Being Jay-Z’s backup band for MTV Unplugged and various events has helped give you a new level of fame. Has he treated you well?

Of everyone, he’s probably the most professional, the most open-minded. He’s Jay-motherfuckin’-Z, and he’s still asking me, “What can we do to make this better?” He’s the only one who’s ever asked questions. Anyone else I’ve worked with, we’ve come to near pugilism over every idea. Shit, Al Green cursed me out. [?uestlove coproduced Green’s new album, Lay It Down.] The reverend said, and I quote: “Why are there motherfuckin’ computers everywhere? I’m gonna sing it the way I wanna sing it, goddamn it!”

Wow.

The Reverend Al Green, ladies and gentlemen.

The Roots got a lot of criticism for the song “Birthday Girl,” featuring Patrick Stump from Fall Out Boy, which was later dropped from the new album.

The one thing about that I’m head-scratching the most is these white bloggers who embrace minstrel culture and also hate being white. Like, I’m always hearing an apology from a white Roots fan about there being too many white fans at our shows, like from a place of shame. It’s like all these other white people don’t know the real, but here’s the one who does. These same people who doubt us, then they co-sign something else — like they’re going nuts for [Lil Wayne’s] “Duffle Bag Boy” — and it reeks of a double standard.

So you don’t think people are criticizing the song but the perception of you working with this white rock guy who’s not cool enough?

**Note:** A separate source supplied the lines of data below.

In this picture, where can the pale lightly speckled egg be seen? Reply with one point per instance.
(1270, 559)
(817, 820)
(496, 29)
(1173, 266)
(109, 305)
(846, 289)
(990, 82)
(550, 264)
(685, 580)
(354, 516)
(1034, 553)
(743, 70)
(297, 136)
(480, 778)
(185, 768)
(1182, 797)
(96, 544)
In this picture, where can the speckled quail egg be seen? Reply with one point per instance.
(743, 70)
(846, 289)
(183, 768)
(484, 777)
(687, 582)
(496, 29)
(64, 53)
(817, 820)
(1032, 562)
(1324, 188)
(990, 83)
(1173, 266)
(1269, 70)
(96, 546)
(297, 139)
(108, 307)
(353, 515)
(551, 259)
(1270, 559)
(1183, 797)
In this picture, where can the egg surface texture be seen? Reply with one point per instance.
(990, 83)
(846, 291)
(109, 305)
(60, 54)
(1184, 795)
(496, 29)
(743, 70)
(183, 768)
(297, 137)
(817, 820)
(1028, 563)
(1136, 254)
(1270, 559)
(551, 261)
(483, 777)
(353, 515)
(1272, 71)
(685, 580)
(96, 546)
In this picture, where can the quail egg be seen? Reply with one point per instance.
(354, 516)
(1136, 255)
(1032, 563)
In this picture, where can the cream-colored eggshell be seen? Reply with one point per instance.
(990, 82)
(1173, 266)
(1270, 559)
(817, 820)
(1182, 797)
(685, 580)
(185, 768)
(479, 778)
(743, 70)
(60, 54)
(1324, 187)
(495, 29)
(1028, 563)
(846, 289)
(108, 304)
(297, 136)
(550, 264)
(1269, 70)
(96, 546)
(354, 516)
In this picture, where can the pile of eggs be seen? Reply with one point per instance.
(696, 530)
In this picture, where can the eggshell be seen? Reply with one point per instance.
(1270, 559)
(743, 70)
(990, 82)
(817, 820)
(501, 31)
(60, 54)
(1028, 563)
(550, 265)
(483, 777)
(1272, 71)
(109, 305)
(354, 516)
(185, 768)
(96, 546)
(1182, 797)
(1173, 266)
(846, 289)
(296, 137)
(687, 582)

I don’t know the politics of the hipster music world. Usually when black people fuck with anybody [on a collaboration], the first thing they’re thinking about is commerce: How can I turn their audience into my audience? I just thought people would see the campiness and ironic humor in the song. [Suddenly, there’s a rustling noise on the line, followed by a long pause] Hang on a second. [Another long pause] Oh God, welcome to my life. Okay, so my manager’s telling me that apparently Wal-Mart won’t stock our album unless we drop the song “75 Bars.”

Why? The lyrics?

They feel that 43 “niggas” is a little too over the top. I gotta fight them on this one. This is bullshit.

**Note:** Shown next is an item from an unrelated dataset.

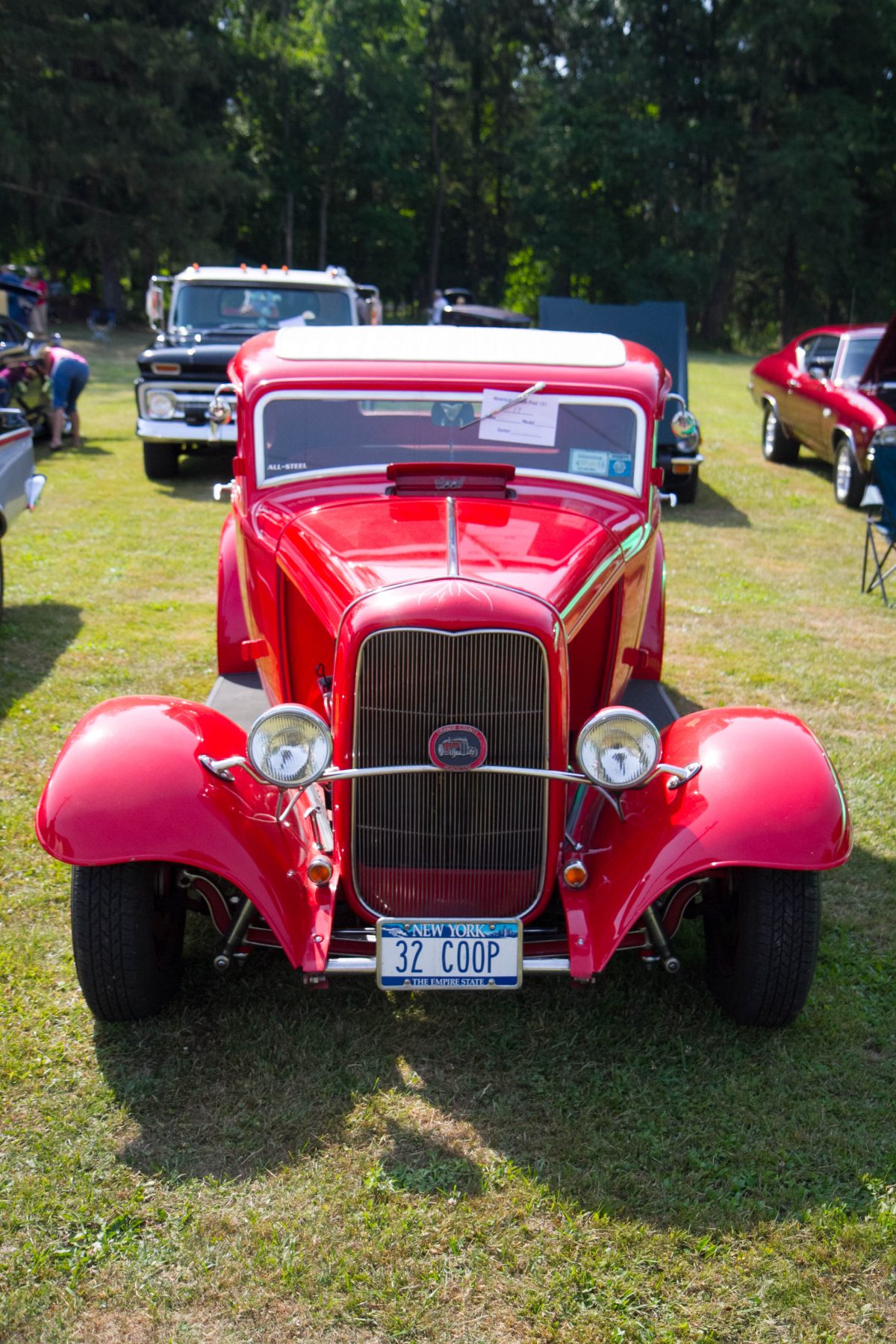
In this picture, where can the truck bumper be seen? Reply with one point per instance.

I guess that kinda puts the so-called controversy over “Birthday Girl” into perspective.

Yeah, don’t it?

Discography: The Roots

Do You Want More?!!!??!
Universal/MCA, 1995

No samples — drums, keys, bass, horns, beatbox, and two MCs create a hermetic yet free-swinging flow that boasts a sunny openness unlike any other hip-hop record (or other Roots record). With a Lou Brock–smooth demeanor, the Philly kids were the obvious heirs to A Tribe Called Quest.

Things Fall Apart
MCA, 1999

A subtly focused manifesto that further foregrounded hip-hop soul power over jazzy groove, and social critique over battle rhyming. It also swelled the Roots clique into a movement-style posse, while the nuanced love song “You Got Me” (featuring Erykah Badu) won a Grammy.

Phrenology
MCA, 2002

The breakthrough of Things Fall Apart emboldened the group to push their songwriting, playing, and production to exhilarating and, at times, bewildering extremes. “Water” is a ten-minute meditation on MC Malik B’s drug troubles, and “The Seed (2.0)” gives singer/songwriter Cody Chesnutt a rock spotlight.

Illadelph Halflife
DGC, 1996

After Do You Want More?!!!??! got lost in deep major-label doo-doo, the group toughened and broadened their sound, with ?uestlove integrating programmed drums, and jazz diva Cassandra Wilson (among others) chipping in. The rap-cliché indictment “What They Do” scratched the Top 40.

The Roots Come Alive
MCA, 1999

The greatest live act in hip-hop history (there is literally no competition), ?uestlove and Co. document the tumbling hurly-burly of a Roots show with this patch of live recordings from New York and Paris. The dynamic interplay between Black Thought and bandmates is stunning.

Game Theory
Def Jam, 2006

Flexing skull-snap percussion and discordant melodic snatches, the Roots’ seventh studio album shakes its fist with invigorating purpose. Paranoia and despair get a fresh airing but never overwhelm Black Thought’s pointed screeds about Katrina, oil-for-food scams, and the drug gauntlet.